In the streets, on the roads, blocked by wagonloads of wounded, by convoys of supplies, are rapid transport wagons, horses flying in all directions, amid cries of fear, of anger and of pain. Baggage wagons are overturned, bread and biscuits fall into the gutter. The drivers detach the horses, dashing away with hanging bridles on the road to Brescia, spreading the alarm as they go. They collide with carts of provisions and convoys of wounded. These latter, trodden under foot and frenzied with terror, beg to be taken with them. In the city some of them deaf to all orders tear away their bandages, go staggering out of the churches, into the streets where they are jostled and bruised and finally fall from exhaustion and pain.

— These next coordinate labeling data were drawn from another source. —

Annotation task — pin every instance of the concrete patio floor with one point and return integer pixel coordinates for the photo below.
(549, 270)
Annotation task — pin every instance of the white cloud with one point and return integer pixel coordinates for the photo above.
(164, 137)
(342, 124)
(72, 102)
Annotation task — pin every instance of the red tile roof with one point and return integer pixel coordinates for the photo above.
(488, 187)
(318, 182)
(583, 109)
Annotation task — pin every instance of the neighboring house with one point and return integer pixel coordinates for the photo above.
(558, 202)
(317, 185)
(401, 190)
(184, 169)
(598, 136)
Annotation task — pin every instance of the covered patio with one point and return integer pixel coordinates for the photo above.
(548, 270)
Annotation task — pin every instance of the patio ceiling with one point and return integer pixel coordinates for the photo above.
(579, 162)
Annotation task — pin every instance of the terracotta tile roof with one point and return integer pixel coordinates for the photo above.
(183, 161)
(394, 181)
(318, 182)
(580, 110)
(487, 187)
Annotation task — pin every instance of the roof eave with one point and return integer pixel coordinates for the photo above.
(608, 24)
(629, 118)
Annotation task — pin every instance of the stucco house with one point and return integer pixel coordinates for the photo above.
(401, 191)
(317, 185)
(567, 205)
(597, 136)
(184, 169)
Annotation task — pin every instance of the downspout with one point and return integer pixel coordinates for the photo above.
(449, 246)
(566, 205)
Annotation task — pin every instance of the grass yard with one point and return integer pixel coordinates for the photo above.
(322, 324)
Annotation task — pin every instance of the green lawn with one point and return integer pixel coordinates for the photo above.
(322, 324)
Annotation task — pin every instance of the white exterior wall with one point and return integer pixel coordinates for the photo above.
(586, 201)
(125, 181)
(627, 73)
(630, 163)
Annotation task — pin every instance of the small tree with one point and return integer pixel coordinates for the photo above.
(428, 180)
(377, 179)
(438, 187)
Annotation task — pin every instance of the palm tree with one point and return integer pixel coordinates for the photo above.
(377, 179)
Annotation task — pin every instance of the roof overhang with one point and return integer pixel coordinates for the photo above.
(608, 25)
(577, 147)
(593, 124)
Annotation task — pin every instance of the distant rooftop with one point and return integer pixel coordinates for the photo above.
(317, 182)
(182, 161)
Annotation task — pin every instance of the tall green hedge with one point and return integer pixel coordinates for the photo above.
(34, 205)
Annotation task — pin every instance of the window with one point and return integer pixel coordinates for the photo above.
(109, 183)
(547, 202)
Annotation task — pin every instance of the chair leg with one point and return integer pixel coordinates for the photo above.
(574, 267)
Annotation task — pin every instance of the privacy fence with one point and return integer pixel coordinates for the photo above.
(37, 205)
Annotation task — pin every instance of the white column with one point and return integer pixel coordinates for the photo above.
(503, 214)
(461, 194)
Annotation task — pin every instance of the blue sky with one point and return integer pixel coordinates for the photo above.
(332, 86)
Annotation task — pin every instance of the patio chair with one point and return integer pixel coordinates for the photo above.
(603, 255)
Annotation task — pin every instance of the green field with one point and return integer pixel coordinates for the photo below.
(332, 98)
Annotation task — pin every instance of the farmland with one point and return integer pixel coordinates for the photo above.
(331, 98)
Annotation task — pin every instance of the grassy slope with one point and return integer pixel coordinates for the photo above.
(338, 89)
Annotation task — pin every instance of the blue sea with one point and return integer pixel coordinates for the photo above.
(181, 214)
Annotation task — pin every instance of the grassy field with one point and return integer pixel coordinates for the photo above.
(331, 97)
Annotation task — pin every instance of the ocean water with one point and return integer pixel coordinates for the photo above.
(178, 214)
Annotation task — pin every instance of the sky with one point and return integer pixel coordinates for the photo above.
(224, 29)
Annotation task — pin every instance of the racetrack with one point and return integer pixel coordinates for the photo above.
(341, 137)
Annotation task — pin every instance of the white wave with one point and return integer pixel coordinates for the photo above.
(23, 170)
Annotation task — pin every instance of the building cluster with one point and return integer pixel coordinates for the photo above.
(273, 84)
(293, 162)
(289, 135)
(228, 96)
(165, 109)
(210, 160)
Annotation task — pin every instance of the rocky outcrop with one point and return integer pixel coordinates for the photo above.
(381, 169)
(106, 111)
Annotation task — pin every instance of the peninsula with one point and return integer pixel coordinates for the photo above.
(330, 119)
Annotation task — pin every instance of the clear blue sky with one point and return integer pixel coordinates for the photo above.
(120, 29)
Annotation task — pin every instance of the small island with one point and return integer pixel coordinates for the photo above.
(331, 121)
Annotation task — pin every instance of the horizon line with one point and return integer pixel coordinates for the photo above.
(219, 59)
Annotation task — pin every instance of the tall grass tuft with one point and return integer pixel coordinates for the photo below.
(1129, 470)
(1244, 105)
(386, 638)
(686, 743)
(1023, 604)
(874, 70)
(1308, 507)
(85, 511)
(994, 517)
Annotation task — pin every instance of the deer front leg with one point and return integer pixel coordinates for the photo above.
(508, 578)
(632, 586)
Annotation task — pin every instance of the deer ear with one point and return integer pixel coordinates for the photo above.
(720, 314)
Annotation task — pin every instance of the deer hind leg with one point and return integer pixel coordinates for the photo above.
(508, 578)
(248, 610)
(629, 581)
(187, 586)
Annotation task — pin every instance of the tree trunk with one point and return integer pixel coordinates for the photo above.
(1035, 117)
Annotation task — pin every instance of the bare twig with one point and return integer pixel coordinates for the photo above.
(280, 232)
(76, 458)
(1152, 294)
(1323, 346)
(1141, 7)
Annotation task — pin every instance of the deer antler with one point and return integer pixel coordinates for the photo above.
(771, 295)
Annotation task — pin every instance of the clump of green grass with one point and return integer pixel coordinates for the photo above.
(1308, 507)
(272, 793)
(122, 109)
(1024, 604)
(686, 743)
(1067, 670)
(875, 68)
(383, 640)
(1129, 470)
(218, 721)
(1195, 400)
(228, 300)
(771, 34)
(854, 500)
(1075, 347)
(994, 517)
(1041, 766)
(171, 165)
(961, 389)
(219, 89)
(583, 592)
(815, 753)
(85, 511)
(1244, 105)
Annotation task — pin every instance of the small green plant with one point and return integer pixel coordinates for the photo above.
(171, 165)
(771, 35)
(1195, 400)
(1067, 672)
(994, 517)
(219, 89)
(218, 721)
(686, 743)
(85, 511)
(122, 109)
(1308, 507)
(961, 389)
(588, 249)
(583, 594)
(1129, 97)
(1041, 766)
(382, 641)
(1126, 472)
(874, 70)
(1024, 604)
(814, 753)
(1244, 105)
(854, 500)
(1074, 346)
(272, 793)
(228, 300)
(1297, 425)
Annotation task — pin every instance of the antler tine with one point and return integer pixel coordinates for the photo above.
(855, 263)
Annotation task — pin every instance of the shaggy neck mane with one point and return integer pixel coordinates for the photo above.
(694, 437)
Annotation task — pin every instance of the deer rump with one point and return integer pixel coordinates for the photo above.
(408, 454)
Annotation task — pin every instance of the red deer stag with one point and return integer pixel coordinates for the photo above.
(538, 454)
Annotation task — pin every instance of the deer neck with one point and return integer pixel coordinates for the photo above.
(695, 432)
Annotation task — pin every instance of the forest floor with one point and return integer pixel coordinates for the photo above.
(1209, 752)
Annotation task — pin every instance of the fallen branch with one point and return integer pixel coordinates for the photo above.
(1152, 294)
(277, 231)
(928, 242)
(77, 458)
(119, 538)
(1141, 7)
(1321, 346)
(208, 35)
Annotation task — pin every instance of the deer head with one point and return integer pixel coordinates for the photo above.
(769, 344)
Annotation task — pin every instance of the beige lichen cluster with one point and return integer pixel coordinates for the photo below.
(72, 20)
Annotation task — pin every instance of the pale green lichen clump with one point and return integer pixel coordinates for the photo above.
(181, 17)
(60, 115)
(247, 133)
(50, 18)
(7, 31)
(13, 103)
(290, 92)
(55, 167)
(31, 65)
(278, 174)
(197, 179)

What agonies! What suffering during the days of June twenty-fifth, twenty-sixth and twenty-seventh!

Wounds poisoned by heat, by dust and by lack of water and care, have become intensely painful.

Suffocating stenches pollute the air in spite of efforts to keep in good condition these local hospitals.

Every quarter of an hour the convoys sent to Castiglione are bringing new loads of wounded. The insufficiency in the number of assistants, of hospital orderlies, of servants is cruelly felt.

In spite of the activity of the Commissary Department, which is organizing transportation to Brescia by means of ox-carts; in spite of the spontaneous care of the inhabitants of Castiglione, who transport the sick, the departures are much less numerous than the arrivals, and the crowding grows unceasingly greater.

On the stone floors of the churches of Castiglione are placed, side by side, men of every nation. French, Germans, Slavs and Arabs are temporarily crowded to the most remote part of the chapels. Many have no longer the strength to move themselves and cannot move or stir in the narrow space where they are lying. Oaths, blasphemies and cries which can be interpreted by no expression, are sounding beneath the arches of the sanctuaries.

"Ah, sir, how I suffer!" say to me some of these poor fellows. "We are abandoned, left to die miserably, and yet we fought bravely!" They can get no rest, in spite of the nights they have passed in sleeplessness and long-endured fatigue. In their distress they beg for help which is not given. Some, in despair, roll in convulsions which will end in tetanus and death. Others, believing that the cold water poured on their festered wounds produce worms, which appear in great numbers, refuse to have the bandages moistened. Others still, whose wounds were dressed at the improvised hospitals on the battle-fields, are given no further attention during the halt they are obliged to make in Castiglione, and as these bandages are very tight, in view of the roughness of the transportation and have not been changed, they are suffering veritable tortures.